When the Air Force has determined that a nurse practitioner is "responsible" and has granted the nurse credentials and privileges to practice as a PNP for the Air Force, including prescribing and dispensing medication, the State cannot impose additional qualifications. Requiring an Air Force PNP to comply with the requirements of A.A.C. R4-19-507 to obtain prescribing and dispensing authority would add qualifications beyond those which the federal government has determined to be sufficient, and would result in the identical conflict which was found to frustrate federal policy in the cases cited above.

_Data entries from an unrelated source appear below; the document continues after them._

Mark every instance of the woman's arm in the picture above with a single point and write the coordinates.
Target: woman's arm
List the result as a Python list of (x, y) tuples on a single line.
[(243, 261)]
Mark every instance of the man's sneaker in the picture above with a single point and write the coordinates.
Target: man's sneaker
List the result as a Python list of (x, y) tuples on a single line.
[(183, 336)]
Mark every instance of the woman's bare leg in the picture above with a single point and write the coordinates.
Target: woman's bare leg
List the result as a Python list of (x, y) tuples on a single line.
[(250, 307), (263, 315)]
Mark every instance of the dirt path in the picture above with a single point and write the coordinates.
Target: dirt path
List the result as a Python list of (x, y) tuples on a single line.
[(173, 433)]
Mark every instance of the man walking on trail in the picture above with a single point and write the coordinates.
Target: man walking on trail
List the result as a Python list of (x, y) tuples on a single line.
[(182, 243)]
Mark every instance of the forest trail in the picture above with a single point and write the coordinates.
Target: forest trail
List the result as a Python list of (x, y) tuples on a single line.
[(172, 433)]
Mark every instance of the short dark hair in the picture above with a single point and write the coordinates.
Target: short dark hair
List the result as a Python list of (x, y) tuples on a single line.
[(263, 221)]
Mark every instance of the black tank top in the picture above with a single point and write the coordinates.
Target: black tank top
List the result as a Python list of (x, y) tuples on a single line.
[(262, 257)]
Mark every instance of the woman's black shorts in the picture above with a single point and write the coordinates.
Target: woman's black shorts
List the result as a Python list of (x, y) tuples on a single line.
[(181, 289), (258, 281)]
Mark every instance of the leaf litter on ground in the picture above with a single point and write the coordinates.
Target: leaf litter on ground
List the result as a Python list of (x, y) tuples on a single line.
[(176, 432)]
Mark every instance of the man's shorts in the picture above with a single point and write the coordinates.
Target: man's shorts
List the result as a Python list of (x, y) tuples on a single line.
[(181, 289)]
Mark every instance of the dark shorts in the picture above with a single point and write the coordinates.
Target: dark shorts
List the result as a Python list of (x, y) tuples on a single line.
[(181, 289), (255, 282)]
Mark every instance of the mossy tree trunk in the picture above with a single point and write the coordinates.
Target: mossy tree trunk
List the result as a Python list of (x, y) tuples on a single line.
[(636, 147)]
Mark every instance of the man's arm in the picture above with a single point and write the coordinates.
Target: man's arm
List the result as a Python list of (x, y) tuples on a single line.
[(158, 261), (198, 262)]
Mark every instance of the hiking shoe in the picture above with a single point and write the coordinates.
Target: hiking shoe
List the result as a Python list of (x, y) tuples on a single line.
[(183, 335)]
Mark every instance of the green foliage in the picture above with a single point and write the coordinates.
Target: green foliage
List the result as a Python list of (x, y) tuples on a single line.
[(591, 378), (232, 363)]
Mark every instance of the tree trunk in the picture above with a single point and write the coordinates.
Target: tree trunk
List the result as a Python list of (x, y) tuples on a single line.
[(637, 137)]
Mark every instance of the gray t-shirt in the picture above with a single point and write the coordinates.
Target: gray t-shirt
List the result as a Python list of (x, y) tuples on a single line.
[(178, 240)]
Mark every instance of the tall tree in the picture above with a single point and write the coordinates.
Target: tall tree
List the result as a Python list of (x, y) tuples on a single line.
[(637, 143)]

Flickinger, 107 Ariz. at 224, 485 P.2d at 549. Accordingly, when Arizona licensed nurse practitioners practicing on federal enclaves have been granted the authority to prescribe and dispense medications by federal law, the Board's authority to discipline such licensees for performing these responsibilities without first complying with state requirements is preempted.

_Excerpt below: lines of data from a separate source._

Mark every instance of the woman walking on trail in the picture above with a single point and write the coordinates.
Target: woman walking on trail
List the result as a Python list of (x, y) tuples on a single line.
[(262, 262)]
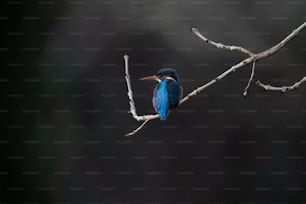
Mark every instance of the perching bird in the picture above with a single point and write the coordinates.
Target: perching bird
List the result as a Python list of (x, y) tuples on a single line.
[(167, 93)]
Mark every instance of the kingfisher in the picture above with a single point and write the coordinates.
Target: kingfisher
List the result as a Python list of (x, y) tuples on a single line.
[(167, 93)]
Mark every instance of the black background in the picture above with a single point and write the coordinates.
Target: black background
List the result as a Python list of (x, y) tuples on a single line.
[(64, 108)]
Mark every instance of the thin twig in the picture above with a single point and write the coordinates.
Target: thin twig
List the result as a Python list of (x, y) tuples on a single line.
[(246, 89), (220, 45), (130, 95), (251, 59), (283, 89), (137, 129)]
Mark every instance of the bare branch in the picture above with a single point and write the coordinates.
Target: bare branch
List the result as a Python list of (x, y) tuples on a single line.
[(130, 95), (220, 45), (137, 129), (253, 58), (250, 80), (283, 89)]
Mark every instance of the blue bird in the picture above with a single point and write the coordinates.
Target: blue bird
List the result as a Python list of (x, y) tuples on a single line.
[(167, 93)]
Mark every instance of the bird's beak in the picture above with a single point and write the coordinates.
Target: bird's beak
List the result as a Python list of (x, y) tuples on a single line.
[(152, 78)]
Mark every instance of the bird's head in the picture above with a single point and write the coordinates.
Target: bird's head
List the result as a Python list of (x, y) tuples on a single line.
[(162, 74)]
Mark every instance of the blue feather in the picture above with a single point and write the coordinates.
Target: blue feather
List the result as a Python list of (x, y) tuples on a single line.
[(161, 100)]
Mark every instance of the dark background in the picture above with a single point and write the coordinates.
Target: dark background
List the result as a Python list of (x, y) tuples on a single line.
[(64, 108)]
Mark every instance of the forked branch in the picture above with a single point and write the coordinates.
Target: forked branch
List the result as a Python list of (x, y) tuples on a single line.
[(253, 58)]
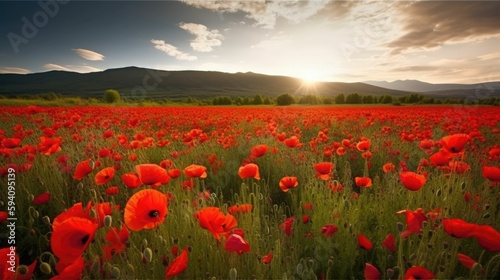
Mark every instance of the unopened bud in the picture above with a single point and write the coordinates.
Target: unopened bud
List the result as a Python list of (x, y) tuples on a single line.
[(233, 273), (108, 220), (45, 268), (148, 255)]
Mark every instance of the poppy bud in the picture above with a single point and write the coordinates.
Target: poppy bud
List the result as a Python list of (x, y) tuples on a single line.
[(148, 255), (389, 273), (108, 220), (233, 273), (95, 268), (115, 272), (438, 193), (400, 226), (45, 268), (413, 256), (299, 268), (46, 220)]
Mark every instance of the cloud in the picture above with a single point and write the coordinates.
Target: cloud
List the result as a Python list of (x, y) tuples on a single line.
[(414, 68), (265, 13), (71, 68), (172, 50), (431, 24), (51, 66), (89, 55), (13, 70), (205, 39)]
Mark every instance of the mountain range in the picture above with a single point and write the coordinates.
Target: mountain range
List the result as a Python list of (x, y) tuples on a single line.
[(149, 83)]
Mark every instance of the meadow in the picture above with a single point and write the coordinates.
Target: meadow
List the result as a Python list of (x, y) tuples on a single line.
[(339, 192)]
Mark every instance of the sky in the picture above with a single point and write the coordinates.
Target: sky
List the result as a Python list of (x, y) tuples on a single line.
[(318, 40)]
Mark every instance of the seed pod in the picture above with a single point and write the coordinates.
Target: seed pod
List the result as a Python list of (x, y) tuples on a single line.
[(115, 272), (108, 220), (45, 268), (148, 255), (233, 273)]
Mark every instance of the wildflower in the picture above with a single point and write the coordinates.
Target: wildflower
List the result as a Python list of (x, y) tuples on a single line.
[(146, 209)]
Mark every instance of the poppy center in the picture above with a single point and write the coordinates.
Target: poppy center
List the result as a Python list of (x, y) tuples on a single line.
[(154, 213), (85, 239)]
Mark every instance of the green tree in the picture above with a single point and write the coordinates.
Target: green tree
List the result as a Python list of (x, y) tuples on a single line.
[(340, 99), (285, 99), (257, 100), (267, 101), (111, 96), (327, 100), (353, 98)]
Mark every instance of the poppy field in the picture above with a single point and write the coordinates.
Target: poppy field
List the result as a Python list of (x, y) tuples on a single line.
[(339, 192)]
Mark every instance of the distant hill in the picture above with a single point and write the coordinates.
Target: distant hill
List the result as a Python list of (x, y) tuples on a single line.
[(471, 91), (148, 83)]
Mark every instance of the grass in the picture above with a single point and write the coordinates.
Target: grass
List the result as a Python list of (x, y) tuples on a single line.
[(306, 253)]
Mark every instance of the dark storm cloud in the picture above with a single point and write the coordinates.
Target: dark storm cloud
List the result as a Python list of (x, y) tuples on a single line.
[(430, 24)]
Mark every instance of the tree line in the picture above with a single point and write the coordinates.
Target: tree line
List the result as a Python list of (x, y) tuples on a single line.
[(113, 96)]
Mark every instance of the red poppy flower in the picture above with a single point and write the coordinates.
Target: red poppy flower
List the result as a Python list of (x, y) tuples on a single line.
[(3, 216), (292, 142), (441, 158), (41, 198), (328, 230), (466, 261), (76, 210), (145, 209), (418, 272), (71, 237), (48, 146), (412, 181), (131, 180), (214, 220), (117, 240), (250, 170), (371, 272), (364, 242), (236, 243), (11, 142), (259, 150), (459, 167), (104, 152), (288, 182), (104, 176), (166, 163), (178, 265), (363, 182), (267, 258), (389, 243), (459, 228), (287, 226), (112, 190), (492, 173), (455, 143), (152, 174), (174, 173), (323, 170), (71, 269), (363, 145), (388, 167), (82, 169), (195, 171)]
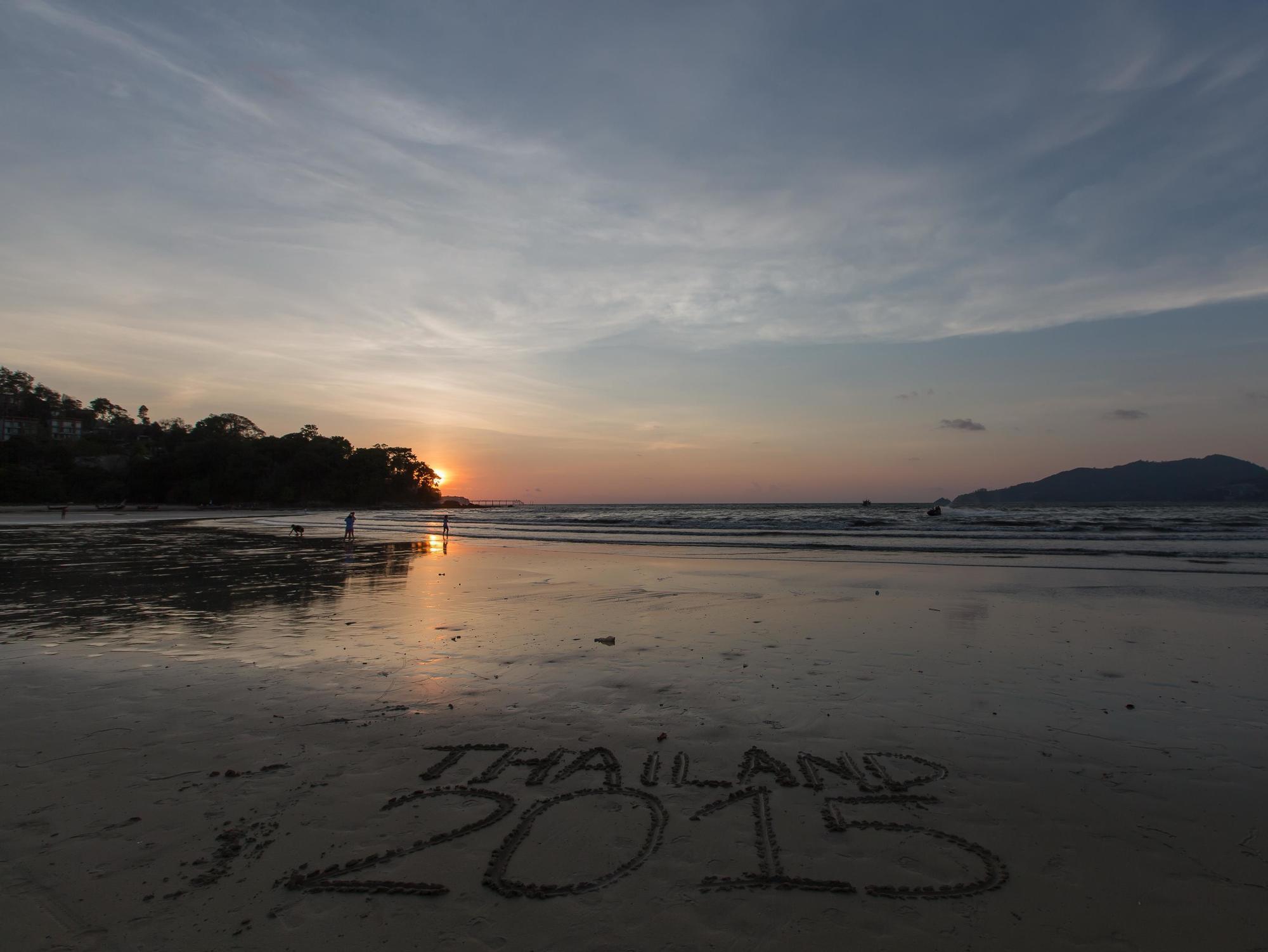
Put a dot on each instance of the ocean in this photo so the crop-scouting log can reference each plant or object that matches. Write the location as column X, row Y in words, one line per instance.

Federal preemption prohibits the Board from requiring additional state licenses or certifications in order to practice on a federal enclave when federal law establishes qualifications for such work. When such preemption does not exist, however, the Board has the authority to take state disciplinary action against a federal employee who holds an Arizona or Compact license or certificate if the holder commits an act of unprofessional conduct.

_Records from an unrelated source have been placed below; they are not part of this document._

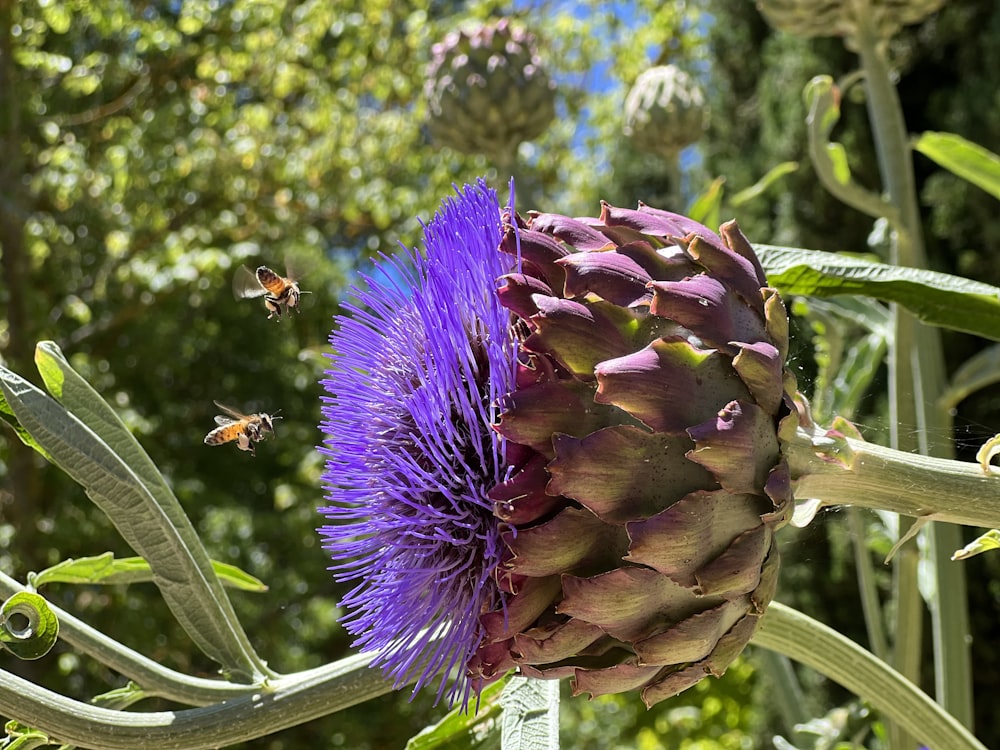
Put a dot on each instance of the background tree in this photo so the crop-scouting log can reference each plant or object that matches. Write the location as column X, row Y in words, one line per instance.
column 148, row 149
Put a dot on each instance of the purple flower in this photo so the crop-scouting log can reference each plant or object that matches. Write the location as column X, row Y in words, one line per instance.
column 576, row 473
column 420, row 362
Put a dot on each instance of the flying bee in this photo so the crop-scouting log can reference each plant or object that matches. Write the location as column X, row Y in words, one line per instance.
column 245, row 429
column 280, row 293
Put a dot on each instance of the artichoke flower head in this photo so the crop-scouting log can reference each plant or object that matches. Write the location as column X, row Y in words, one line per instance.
column 621, row 531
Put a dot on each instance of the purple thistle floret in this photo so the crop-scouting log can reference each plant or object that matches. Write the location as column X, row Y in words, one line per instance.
column 421, row 359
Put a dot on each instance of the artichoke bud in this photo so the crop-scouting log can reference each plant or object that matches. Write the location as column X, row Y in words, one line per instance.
column 665, row 111
column 809, row 18
column 488, row 90
column 646, row 479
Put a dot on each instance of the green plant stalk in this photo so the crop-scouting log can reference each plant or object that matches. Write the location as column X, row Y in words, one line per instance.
column 870, row 605
column 813, row 644
column 285, row 702
column 839, row 470
column 154, row 678
column 917, row 375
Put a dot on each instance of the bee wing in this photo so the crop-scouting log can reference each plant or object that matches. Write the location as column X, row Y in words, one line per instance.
column 236, row 414
column 245, row 284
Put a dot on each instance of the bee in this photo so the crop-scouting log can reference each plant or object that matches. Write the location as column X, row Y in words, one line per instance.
column 280, row 293
column 245, row 429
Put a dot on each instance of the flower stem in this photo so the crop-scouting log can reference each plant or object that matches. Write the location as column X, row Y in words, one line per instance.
column 813, row 644
column 284, row 702
column 838, row 470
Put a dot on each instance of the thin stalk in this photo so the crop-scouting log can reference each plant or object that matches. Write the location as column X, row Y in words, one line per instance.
column 917, row 375
column 870, row 605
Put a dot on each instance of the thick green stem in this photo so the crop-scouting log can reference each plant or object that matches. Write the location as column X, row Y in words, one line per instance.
column 917, row 377
column 154, row 678
column 282, row 703
column 838, row 470
column 813, row 644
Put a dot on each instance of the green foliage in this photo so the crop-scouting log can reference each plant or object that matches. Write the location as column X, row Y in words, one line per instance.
column 148, row 151
column 28, row 627
column 935, row 298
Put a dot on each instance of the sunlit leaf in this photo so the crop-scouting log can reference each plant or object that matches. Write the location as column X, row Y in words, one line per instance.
column 105, row 569
column 477, row 729
column 935, row 298
column 988, row 541
column 530, row 719
column 136, row 499
column 28, row 628
column 964, row 158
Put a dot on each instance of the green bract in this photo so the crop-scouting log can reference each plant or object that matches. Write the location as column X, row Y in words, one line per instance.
column 488, row 90
column 647, row 478
column 665, row 111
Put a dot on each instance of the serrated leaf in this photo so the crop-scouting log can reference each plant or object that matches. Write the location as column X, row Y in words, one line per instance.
column 935, row 298
column 963, row 158
column 105, row 569
column 988, row 541
column 28, row 627
column 461, row 730
column 530, row 719
column 760, row 187
column 136, row 499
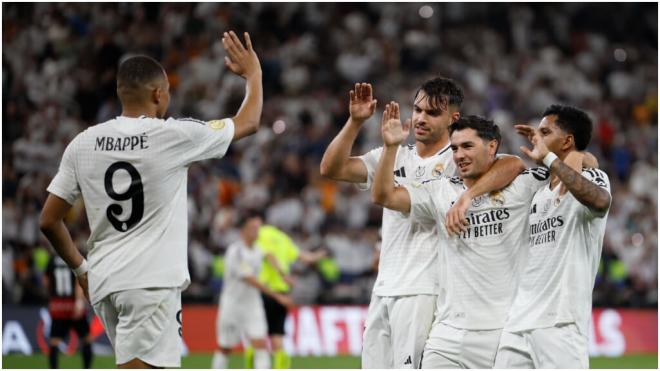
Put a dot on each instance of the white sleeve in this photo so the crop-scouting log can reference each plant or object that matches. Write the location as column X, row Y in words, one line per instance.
column 531, row 180
column 245, row 267
column 370, row 160
column 232, row 262
column 65, row 183
column 201, row 140
column 599, row 178
column 422, row 205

- The Nurse Practice Act ("Act") establishes the Board as the agency authorized to regulate the practice of nursing in Arizona. The Board's licensee’s include Nurse Practitioners, Nurse Midwives, Certified Registered Nurse Anesthetists, Registered Nurses, Licensed Practical Nurses and Certified Nursing Assistants. The Board's statutes and rules establish the scope of practice for licensees and parameters for imposing discipline against their licenses. Arizona Revised Statutes ("A.R.S.") §§ 32-1601 through -1669; Arizona Administrative Code ("A.A.C.") R4-19-101 through -815.
- In 2001 Ariz. Sess. Laws, ch. 101, § 1, the Arizona Legislature enacted A.R.S. § 32-1668, which joined Arizona as one of the Nursing Compact states. Thus, while the Attorney General opined in 1989 that the Board did not have the authority to discipline nurses licensed in other jurisdictions who worked for the federal government on land in Arizona, A.R.S. § 32-1668 distinguishes that part of the Opinion. Pursuant to the Compact, the Board now has broader authority to take disciplinary action against any nurse licensed in another Compact state who renders medical aid to patients in Arizona. A.R.S. § 32-1669(A).
- Arizona Administrative Code ("A.A.C.") R4-19-507 requires that nurse practitioners obtain from the Board additional authority beyond their basic licensing status to prescribe and dispense medication. It expressly states that an Arizona licensed nurse practitioner may not prescribe or dispense medications without having the prior authority to do so from the Board.